Emotional pain, fear, and sadness are common in people dealing with a chronic illness. In fact, one of the reactions to being diagnosed with a chronic illness is an intense wish to “return to normal” – to once again enjoy that sense of well-being you felt when your body was healthy.

If your disease has no cure, however, returning to “your old self” may be an unrealistic goal. Instead, you must develop new ways of “feeling normal” and learn to manage the stress of coping with a chronic illness.

In my practice I see patients who are facing many types of chronic illness, such as diabetes and HIV/AIDS, arthritis, heart failure, asthma, multiple sclerosis and lupus, among others. These illnesses require people to adapt to life changes and treatments that can be extremely stressful.
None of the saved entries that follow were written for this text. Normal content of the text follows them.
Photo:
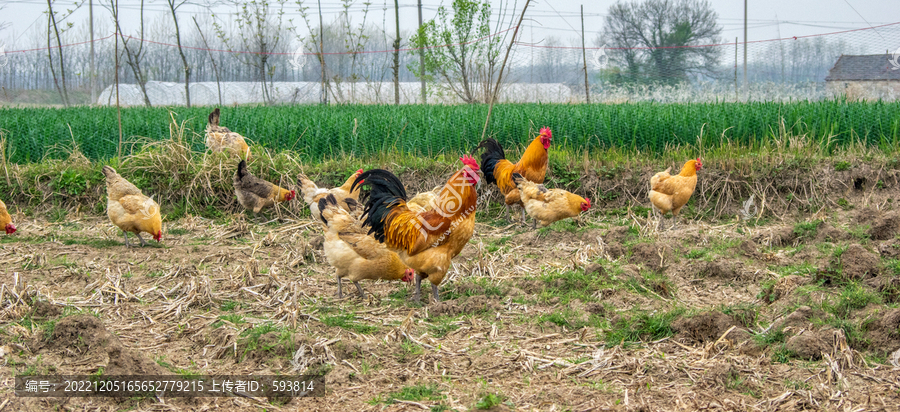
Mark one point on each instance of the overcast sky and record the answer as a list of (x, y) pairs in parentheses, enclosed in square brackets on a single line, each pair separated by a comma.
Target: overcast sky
[(559, 18)]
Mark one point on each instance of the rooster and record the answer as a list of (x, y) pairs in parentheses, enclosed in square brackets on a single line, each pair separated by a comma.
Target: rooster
[(347, 199), (129, 209), (354, 254), (532, 166), (219, 138), (549, 205), (426, 239), (254, 193), (670, 193), (6, 219)]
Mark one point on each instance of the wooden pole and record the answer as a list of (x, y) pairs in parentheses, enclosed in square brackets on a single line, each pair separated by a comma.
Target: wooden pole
[(93, 68), (736, 97), (587, 87), (746, 85), (422, 60), (118, 107), (503, 67), (322, 55), (397, 53)]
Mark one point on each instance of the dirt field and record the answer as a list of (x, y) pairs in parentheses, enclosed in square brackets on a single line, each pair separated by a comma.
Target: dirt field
[(606, 313)]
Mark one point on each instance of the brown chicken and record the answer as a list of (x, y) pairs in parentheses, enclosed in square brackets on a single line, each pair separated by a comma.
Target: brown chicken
[(426, 239), (6, 219), (129, 209), (532, 166), (354, 254), (670, 193), (549, 205), (347, 199), (254, 193), (219, 138)]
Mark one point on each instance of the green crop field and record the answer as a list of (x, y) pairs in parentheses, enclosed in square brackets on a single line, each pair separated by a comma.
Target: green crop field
[(330, 131)]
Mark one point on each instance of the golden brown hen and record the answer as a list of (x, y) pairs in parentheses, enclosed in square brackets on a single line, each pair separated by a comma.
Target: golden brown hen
[(549, 205), (129, 209), (670, 193)]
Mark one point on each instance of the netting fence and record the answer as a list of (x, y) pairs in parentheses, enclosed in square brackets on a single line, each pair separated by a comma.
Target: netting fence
[(539, 70), (837, 87)]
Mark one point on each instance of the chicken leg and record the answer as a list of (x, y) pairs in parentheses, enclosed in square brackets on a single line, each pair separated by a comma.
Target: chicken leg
[(141, 239), (437, 297), (418, 296)]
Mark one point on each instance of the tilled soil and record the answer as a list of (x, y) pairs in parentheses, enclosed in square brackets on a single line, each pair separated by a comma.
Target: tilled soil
[(527, 319)]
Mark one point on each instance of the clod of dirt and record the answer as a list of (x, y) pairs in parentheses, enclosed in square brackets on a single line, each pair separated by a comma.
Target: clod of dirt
[(124, 361), (43, 310), (617, 234), (807, 345), (82, 333), (596, 309), (797, 320), (595, 269), (750, 249), (885, 227), (531, 286), (615, 250), (884, 333), (650, 255), (858, 263), (338, 376), (269, 345), (474, 304), (719, 269), (776, 237), (888, 286), (829, 233), (866, 215), (783, 287), (721, 374), (709, 327)]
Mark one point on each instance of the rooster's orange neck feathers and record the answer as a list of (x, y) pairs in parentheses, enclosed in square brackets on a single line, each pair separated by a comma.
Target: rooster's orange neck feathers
[(689, 169)]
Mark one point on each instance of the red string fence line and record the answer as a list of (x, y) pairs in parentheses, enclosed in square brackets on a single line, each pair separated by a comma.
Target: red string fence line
[(456, 44), (707, 45)]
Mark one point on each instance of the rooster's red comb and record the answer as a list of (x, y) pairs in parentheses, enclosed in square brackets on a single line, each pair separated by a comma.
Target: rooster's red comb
[(545, 131)]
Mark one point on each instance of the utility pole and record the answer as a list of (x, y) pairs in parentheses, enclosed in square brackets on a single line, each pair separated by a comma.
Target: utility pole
[(422, 60), (397, 54), (746, 85), (322, 55), (587, 87), (93, 72)]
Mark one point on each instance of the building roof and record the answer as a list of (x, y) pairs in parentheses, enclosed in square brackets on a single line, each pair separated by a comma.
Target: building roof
[(868, 67)]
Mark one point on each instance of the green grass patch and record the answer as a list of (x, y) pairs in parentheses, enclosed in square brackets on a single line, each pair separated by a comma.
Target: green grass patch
[(642, 326), (348, 321)]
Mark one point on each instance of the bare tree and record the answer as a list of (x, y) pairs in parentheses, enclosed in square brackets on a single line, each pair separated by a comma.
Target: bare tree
[(133, 56), (651, 40), (54, 24), (260, 32), (458, 49), (211, 59), (173, 6)]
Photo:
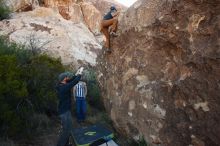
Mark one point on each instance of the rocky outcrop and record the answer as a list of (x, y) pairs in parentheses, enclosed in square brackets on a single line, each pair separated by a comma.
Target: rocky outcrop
[(92, 17), (45, 30), (78, 11), (161, 80), (21, 5), (104, 5)]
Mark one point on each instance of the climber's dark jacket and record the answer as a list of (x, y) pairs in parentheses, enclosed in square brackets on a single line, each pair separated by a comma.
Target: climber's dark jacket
[(64, 94)]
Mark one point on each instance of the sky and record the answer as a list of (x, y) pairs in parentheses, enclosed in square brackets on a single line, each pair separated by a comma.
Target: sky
[(127, 3)]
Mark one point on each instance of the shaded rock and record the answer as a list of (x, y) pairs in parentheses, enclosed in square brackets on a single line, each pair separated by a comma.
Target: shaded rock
[(104, 5), (21, 5), (162, 77), (45, 30), (92, 17)]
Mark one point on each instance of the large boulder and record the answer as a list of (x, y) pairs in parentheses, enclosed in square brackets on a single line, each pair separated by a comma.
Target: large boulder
[(21, 5), (77, 11), (104, 5), (92, 17), (45, 30), (162, 80)]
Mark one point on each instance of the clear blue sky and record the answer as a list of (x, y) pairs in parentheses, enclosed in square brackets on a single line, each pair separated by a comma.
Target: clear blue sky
[(127, 3)]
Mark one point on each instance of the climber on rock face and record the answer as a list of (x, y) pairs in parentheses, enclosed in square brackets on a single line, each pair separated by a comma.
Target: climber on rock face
[(109, 26)]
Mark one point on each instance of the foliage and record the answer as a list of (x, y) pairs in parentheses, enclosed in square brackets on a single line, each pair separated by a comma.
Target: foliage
[(27, 89), (4, 10)]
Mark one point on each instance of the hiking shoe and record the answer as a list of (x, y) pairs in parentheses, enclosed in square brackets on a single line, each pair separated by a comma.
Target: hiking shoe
[(114, 34)]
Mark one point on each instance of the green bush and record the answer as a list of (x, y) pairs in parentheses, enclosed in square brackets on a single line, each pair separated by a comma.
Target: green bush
[(27, 88), (4, 10)]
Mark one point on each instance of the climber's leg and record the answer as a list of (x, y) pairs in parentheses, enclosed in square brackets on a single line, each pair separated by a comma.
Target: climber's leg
[(107, 23), (107, 36), (115, 25)]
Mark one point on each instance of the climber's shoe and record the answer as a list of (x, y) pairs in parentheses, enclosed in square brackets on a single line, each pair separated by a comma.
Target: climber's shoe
[(108, 50), (113, 34)]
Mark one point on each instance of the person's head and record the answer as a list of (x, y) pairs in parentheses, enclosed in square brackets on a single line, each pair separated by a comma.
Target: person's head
[(113, 8), (64, 77)]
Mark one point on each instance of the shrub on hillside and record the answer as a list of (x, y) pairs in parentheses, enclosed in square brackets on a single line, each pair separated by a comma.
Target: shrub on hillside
[(27, 88)]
Research has shown that the stress associated with dealing with a chronic illness can affect your immune system and adversely affect your overall health. The good news is that we all can learn how to manage stress better and make lifestyle choices that can improve our mood and our overall health.

The ability to cope effectively with these challenges is called resilience – bouncing back from stress, adapting to new circumstances and flourishing within them.

Tips to Manage Stress and Chronic Illness

Learning to develop skills of resilience and coping requires an approach that is realistic, but also positive. Developing a positive outlook about the future may seem impossible, at first, but can be accomplished.

The following ways to improve resilience in chronic illness have been adapted from the American Psychological Association and the New Jersey Overlook Medical Center Hospital Initiative, “The Key to Coping with Chronic Illness.”

Connect with people.

Establish and maintain quality relationships with family members and friends. This provides social support and strengthens resilience. Try to avoid isolation and reach out. If you can’t get out of the house, begin to build social networks through your house of worship and consider support groups run by hospitals or disease-specific organizations.

Take care of yourself.

Make time to eat properly, relax, rest, and exercise. Use relaxation exercises or treat yourself to relaxing activities such as listening to music or reading. Remember, you will need to adapt your self-care activities to your current abilities and limitations. Caring for yourself and even giving yourself “permission” to have fun will enable you to deal with stressful aspects of your illness.

Keep things in perspective.

Even when facing very painful experiences, try to consider the stressful situation in a broader context and keep a long-term perspective. Many people who have experienced chronic illness have reported developing meaningful relationships and a heightened sense of spirituality and appreciation for life.